Anche in questo caso, la composizione delle figure cambia senza rottura, ma in maniera fluida, ad affermare di nuovo che le trasformazioni sono in realtà delle transizioni, momenti di passaggio in cui dove sembra esserci una fine, possono invece nascere nuove iniziative e opportunità. Secondo lo scrittore, l’Occidente potrebbe prestare attenzione e appropriarsi del pensiero cinese per comprendere le trasformazioni silenziose in atto e cogliere gli aspetti negativi per modificare l’evoluzione degli eventi prima che sia troppo tardi. “Evento” è impossibile da tradurre in cinese e viene usata la parola “frammento” o “vicenda”, a indicare ancora una volta che non esiste un episodio che dia un taglio netto alle situazioni, ma un prima e un dopo che hanno permesso una trasformazione. La storia della Cina ne è un esempio, come sottolinea François Jullien.

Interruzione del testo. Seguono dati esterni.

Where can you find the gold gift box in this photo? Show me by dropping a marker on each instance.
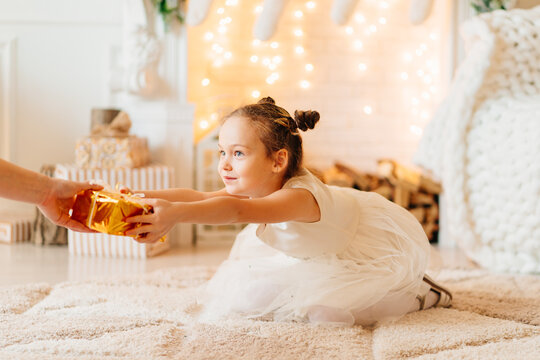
(105, 211)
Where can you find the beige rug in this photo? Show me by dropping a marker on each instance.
(152, 317)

Il paese è riuscito a rovesciare completamente il suo sistema sociale ed economico attraverso lente e continue trasformazioni, al punto che pur rimanendo il regime e il partito al loro posto, il governo risulta completamente diverso rispetto ad alcuni anni fa e le riforme politiche in corso sono sicuramente una testimonianza tangibile.